Speaker Mike Johnson, R-La., fast-tracked the bill under suspension of the rules, which requires a two-thirds majority. Democrats say they will withhold the votes needed for passage until President Trump withdraws his acting pick, Bill Pulte, the housing regulator he installed at the Office of the Director of National Intelligence last week.
The Thursday vote is the third short-term patch Congress has attempted since the original April deadline, and the first since Trump's appointment upended a bipartisan Senate deal that would have extended Section 702 for three years. Trump has since told the Wall Street Journal he wants Pulte to begin cutting intelligence-office staff before a permanent nominee arrives.
What is at stake
Section 702 lets the government collect the communications of non-U.S. persons abroad without a warrant, and in the process sweeps up the records of Americans who correspond with foreign targets. Rep. Rick Crawford, R-Ark., the House Intelligence Committee chairman, told colleagues during floor debate that a lapse would be "uncharted territory" and warned that telecommunications providers could refuse to comply with government data requests once the statute expires.
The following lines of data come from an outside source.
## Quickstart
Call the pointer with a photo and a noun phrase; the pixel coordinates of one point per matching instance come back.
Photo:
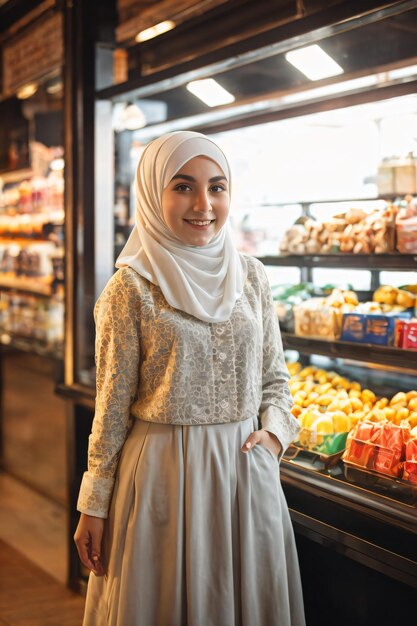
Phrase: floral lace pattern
(162, 365)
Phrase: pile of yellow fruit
(328, 403)
(392, 296)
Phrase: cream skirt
(198, 534)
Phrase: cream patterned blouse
(159, 364)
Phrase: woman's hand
(88, 538)
(265, 438)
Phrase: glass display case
(299, 151)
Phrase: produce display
(383, 447)
(341, 316)
(382, 231)
(32, 254)
(322, 317)
(335, 413)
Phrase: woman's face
(196, 202)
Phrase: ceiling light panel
(154, 31)
(210, 92)
(314, 62)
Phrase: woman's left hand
(265, 438)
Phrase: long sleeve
(275, 411)
(117, 355)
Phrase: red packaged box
(410, 465)
(360, 448)
(378, 446)
(391, 449)
(409, 337)
(399, 333)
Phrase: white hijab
(204, 281)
Rep. Jamie Raskin, D-Md., the top Democrat on the House Judiciary Committee, countered that "government surveillance activities will continue unchanged" because existing certifications run through March 17, 2027. Democratic congressional staff told NPR that intelligence collection could continue under grandfathered authority for months even if Friday's deadline passes.
The Pulte impasse
Pulte, 38, is the director of the Federal Housing Finance Agency and a Trump megadonor with no national-security background. As FHFA director he publicly accused Federal Reserve official Lisa Cook, New York Attorney General Letitia James and Sen. Adam Schiff, D-Calif., of mortgage fraud; each has denied wrongdoing. Sen. Mark Warner, D-Va., the top Democrat on the Senate Intelligence Committee, called Pulte "extraordinarily unqualified." House Minority Leader Hakeem Jeffries, D-N.Y., described him as a "political hack" and "malignant clown" at a press conference this week.
Senate Majority Leader John Thune, R-S.D., publicly broke with the White House last week, telling reporters, "We don't need a weaponized DNI. We need professionals there." Sen. Tom Cotton, R-Ark., the Republican Intelligence chairman, declined to defend the pick, saying he had "no observations on the matter." Warner said Wednesday he would back a short-term extension if Trump swapped Pulte for deputy intelligence chief Aaron Lukas.
Trump holds the line
Trump has moved up Pulte's start date rather than reverse course. In a Truth Social post Wednesday, he said he was still searching for a permanent nominee "with experience in National Security" and urged Congress to pass the short-term patch in the meantime. Johnson, who has traveled to the White House twice this week, casts the patch as a concession to Democrats and is betting they will back down under public pressure. "I certainly hope that everyone will do the right thing, put politics aside, for a short-term extension," Johnson told reporters Wednesday. "We're not asking for anything heroic here."
The House votes Thursday morning. If the bill fails, Section 702 lapses at midnight Friday.